|MURIEL D. BURCH, as parent
and next best friend of her children
DARA JONES, a minor; DANA
JONES, a minor; DESEREE JONES,
a minor; and LAYTHATCHER
JONES, a minor,
LA PETITE ACADEMY INC., a Delaware corporation,
OKLAHOMA COMMISSION FOR HUMAN SERVICES; OKLAHOMA DEPARTMENT OF HUMAN SERVICES,
Plaintiffs, minor children by and through their mother, Muriel Burch, brought suit against defendants, alleging claims of racial discrimination, intentional infliction of emotional distress, invasion of privacy, and negligent supervision. A jury found for plaintiffs and against defendant La Petite Academy Inc.(**) on claims of racial discrimination pursuant to 42 U.S.C. § 1981, and negligent supervision, and awarded both compensatory and punitive damages. La Petite's appeal is limited to a challenge of the district court's submission of punitive damages to the jury. We have jurisdiction over this appeal pursuant to 28 U.S.C. § 1291.
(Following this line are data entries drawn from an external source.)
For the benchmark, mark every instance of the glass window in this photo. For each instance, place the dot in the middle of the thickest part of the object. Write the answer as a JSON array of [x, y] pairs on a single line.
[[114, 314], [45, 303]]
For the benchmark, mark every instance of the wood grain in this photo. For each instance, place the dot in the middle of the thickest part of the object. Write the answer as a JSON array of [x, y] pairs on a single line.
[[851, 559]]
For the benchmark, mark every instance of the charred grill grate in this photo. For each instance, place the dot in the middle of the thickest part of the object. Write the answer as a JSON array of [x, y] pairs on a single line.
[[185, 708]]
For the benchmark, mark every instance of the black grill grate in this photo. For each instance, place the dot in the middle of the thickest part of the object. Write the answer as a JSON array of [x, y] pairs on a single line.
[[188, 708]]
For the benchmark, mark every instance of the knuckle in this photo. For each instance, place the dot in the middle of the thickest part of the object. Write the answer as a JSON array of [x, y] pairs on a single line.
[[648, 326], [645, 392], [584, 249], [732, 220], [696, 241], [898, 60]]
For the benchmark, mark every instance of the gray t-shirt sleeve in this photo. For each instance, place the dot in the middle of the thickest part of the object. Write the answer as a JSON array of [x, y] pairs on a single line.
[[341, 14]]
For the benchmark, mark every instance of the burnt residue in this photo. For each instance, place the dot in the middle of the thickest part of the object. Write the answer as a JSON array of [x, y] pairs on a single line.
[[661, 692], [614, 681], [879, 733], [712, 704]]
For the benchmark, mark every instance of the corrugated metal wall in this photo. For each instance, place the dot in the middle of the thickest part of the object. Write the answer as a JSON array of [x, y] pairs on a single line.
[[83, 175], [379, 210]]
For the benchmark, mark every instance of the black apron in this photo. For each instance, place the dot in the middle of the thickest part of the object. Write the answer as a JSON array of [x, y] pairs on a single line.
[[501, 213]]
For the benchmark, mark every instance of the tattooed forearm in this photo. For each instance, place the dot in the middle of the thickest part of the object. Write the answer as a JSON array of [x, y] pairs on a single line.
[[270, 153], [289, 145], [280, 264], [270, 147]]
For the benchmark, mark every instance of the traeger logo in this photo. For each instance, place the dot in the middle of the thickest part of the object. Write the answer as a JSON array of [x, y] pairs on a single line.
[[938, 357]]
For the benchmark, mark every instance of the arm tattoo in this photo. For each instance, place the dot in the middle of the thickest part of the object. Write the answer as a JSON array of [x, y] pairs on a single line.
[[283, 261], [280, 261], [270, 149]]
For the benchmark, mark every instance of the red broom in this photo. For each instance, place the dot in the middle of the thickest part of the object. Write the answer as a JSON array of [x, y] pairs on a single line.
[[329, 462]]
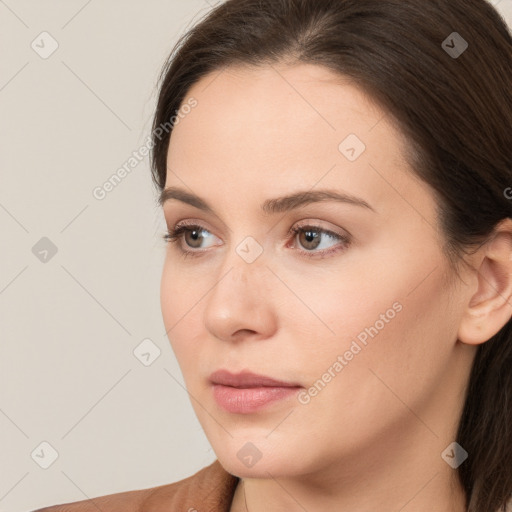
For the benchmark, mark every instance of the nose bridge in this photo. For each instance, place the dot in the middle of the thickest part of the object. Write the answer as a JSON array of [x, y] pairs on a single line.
[[239, 300], [245, 263]]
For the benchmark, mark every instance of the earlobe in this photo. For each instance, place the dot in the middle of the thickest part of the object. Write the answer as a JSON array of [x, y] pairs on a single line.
[[490, 307]]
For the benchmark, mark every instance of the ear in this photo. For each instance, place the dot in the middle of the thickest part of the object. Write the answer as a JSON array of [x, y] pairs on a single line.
[[490, 307]]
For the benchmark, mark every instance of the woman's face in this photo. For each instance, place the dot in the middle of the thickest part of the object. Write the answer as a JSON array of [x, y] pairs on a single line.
[[361, 320]]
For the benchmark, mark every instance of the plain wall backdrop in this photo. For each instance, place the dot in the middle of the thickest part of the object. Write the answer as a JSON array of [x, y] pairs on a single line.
[[91, 396]]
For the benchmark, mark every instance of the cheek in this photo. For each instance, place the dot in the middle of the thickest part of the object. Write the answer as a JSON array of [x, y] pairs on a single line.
[[179, 299]]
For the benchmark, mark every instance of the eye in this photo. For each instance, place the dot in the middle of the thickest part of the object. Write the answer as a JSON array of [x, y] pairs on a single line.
[[193, 235], [310, 237]]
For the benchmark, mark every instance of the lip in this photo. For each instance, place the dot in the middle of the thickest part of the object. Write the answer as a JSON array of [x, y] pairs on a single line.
[[247, 379], [248, 392]]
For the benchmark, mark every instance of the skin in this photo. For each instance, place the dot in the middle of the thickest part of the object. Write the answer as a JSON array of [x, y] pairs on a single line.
[[372, 438]]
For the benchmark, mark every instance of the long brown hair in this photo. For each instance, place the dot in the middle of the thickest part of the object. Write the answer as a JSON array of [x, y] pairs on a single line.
[[453, 106]]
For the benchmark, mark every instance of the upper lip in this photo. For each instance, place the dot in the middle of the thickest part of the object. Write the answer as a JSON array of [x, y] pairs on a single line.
[[247, 379]]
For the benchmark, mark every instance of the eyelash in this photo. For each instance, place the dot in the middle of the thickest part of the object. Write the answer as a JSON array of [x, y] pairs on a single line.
[[176, 234]]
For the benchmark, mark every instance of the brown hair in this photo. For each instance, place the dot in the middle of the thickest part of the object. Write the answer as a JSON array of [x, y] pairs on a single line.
[[456, 114]]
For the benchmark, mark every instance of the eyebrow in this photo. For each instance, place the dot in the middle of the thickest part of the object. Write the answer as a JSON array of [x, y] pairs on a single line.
[[270, 206]]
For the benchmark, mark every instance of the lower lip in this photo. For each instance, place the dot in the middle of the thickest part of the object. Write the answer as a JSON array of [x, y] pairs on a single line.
[[247, 400]]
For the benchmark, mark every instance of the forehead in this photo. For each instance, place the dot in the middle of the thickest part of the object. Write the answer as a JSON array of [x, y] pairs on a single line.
[[274, 128]]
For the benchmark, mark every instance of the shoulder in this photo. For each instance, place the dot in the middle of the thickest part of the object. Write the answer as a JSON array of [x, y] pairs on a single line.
[[212, 487]]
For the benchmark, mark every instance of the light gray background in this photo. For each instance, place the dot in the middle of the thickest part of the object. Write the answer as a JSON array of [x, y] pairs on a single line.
[[69, 326]]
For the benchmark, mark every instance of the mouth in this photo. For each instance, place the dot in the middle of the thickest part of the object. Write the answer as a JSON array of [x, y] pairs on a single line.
[[247, 392]]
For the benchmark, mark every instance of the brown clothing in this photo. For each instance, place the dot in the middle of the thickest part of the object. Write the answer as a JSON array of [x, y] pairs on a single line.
[[211, 489]]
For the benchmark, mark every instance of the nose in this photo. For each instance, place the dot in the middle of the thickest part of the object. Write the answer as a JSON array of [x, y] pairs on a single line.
[[240, 304]]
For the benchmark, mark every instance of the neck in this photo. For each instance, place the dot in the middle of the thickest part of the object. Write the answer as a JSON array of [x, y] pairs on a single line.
[[407, 474]]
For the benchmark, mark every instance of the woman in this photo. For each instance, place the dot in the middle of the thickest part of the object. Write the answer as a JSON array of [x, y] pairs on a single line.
[[337, 287]]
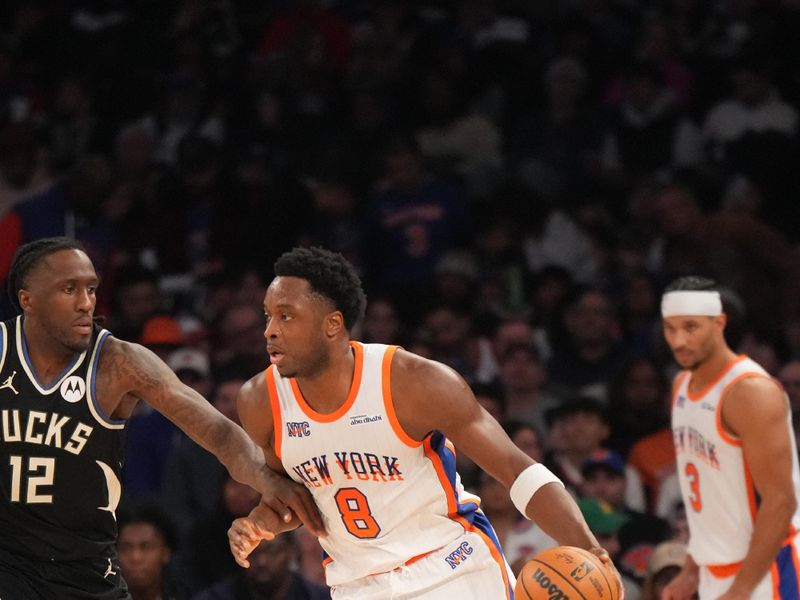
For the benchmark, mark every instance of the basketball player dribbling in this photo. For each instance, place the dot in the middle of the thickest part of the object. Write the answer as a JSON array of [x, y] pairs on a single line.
[[67, 389], [371, 431], [736, 458]]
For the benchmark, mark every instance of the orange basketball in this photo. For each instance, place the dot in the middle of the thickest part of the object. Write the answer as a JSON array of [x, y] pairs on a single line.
[[566, 572]]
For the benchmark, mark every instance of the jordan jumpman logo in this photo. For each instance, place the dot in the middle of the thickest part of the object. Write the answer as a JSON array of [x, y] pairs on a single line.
[[9, 383]]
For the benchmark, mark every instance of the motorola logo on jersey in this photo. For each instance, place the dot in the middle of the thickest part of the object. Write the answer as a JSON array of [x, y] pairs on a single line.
[[73, 388], [359, 419]]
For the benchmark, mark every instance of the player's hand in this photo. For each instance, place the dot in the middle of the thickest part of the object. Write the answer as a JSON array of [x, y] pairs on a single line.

La Petite contends that there is insufficient evidence supporting liability for punitive damages due to the acts of its employees, citing Fitzgerald v. Mountain States Tel. & Tel. Co., 68 F.3d 1257 (10th Cir. 1995). "Whether sufficient evidence exists to support punitive damages is a question of law reviewed de novo." Id. at 1262. After a careful review of the record on appeal, we disagree with defendant's argument. Fitzgerald sets out a disjunctive test that can be satisfied upon a showing of any one of four factors, one of which is that "the agent was employed in a managerial capacity and was acting in the scope of employment." See id. at 1263. There is sufficient evidence in the record to satisfy this prong.
La Petite also argues, based on recent Supreme Court and Tenth Circuit authority, that it should not be found liable for discriminatory acts of its employees due to its nondiscrimination policy and testimony from its employees that they were aware of such policy. Because we conclude that this evidence does not demonstrate good faith efforts by defendant to educate its employees and enforce a policy prohibiting discrimination, we need not decide whether such efforts would preclude vicarious liability for an employee's discrimination in violation of § 1981, see EEOC v. Wal-Mart Stores, Inc., 187 F.3d 1241, 1248-49 (10th Cir. 1999) (discussing Kolstad v. American Dental Ass'n, 119 S. Ct. 2118, 2128-29 (1999)).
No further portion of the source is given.